After all, Biden argued, whatever answer Roberts might give now isn’t binding on him because “he’s entitled to change his mind” if he gets confirmed and joins the Court. Given how scornful Biden was of Roberts’s testimony, it is hard to imagine him voting for Roberts.
Biden also voted against Republican Supreme Court nominees Clarence Thomas in 1991, William Rehnquist in 1986, and Robert Bork in 1987.
Here’s a look at the other potential contenders and how they might line up on Roberts:
Bayh: The conventional wisdom is that the Indiana senator will be the centrist in the Democratic race and that he therefore must move to the left between now and 2008 to align himself with Democratic primary voters, who skew to the left of the general electorate.
Bayh supports Roe v. Wade, but voted for the 2003 ban on the procedure known as partial-birth abortion.

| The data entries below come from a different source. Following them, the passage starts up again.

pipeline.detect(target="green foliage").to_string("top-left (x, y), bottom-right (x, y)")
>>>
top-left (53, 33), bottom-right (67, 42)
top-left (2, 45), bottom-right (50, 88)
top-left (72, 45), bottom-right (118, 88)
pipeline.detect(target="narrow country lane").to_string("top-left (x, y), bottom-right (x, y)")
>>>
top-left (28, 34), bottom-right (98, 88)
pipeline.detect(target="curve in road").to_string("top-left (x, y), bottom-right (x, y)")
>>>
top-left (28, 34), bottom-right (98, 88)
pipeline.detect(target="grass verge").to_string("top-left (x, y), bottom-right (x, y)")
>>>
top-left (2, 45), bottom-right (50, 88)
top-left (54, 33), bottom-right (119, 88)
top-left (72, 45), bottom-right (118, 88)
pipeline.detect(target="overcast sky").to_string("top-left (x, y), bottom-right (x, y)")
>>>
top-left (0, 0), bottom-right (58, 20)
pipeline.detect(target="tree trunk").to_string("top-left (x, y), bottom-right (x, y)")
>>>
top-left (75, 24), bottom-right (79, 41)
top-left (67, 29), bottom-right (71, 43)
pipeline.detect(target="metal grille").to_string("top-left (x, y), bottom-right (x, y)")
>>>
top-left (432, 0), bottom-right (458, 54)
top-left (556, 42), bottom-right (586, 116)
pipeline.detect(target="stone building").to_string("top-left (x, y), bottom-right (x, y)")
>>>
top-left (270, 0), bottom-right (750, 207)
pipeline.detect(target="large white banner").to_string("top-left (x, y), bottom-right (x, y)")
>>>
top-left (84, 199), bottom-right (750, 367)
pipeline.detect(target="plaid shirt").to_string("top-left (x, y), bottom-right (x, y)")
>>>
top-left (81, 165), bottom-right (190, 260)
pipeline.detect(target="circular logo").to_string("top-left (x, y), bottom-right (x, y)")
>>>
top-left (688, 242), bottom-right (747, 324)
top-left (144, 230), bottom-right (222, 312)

He has already tracked left by voting against the nomination of Alberto Gonzales to be attorney general, as well as voting “no” on Bush appeals court nominees William Pryor, Janice Rogers Brown, and Priscilla Owen.
Clinton: A “yes” vote would disappoint her fans among pro-abortion rights and gay rights groups, but would show that she has enough self-assurance to move to the right with an eye on the 2008 general election. It would be a declaration of independence from Dean, the New York Times, and the liberal consensus.
Like Bayh, she voted “no” on the nominations of Gonzales, Pryor, Brown, and Owen.
Feingold: Unlike Bayh and Clinton, Feingold serves on the Judiciary Committee and got a chance to show his skills as an interrogator by grilling Roberts last week.
Feingold implied strongly that he thought Roberts ought to have recused himself from hearing the appeal of Guantanamo prisoner Salim Hamdan because his work on the Hamdan case coincided with his interviews by White House officials for a Supreme Court opening and thus may have created a conflict of interest.
Feingold, too, voted “no” on the nominations of Gonzales, Pryor, Brown, and Owen, but he is capable of surprise: in 2001 he was one of the few Democratic senators to vote to confirm John Ashcroft as attorney general.
But in the 2008 Democratic field, right now he’s the darling of the left and if he wants to run for the presidential nomination he will need to consolidate his base supporters, not alienate them even before the 2008 battle has begun.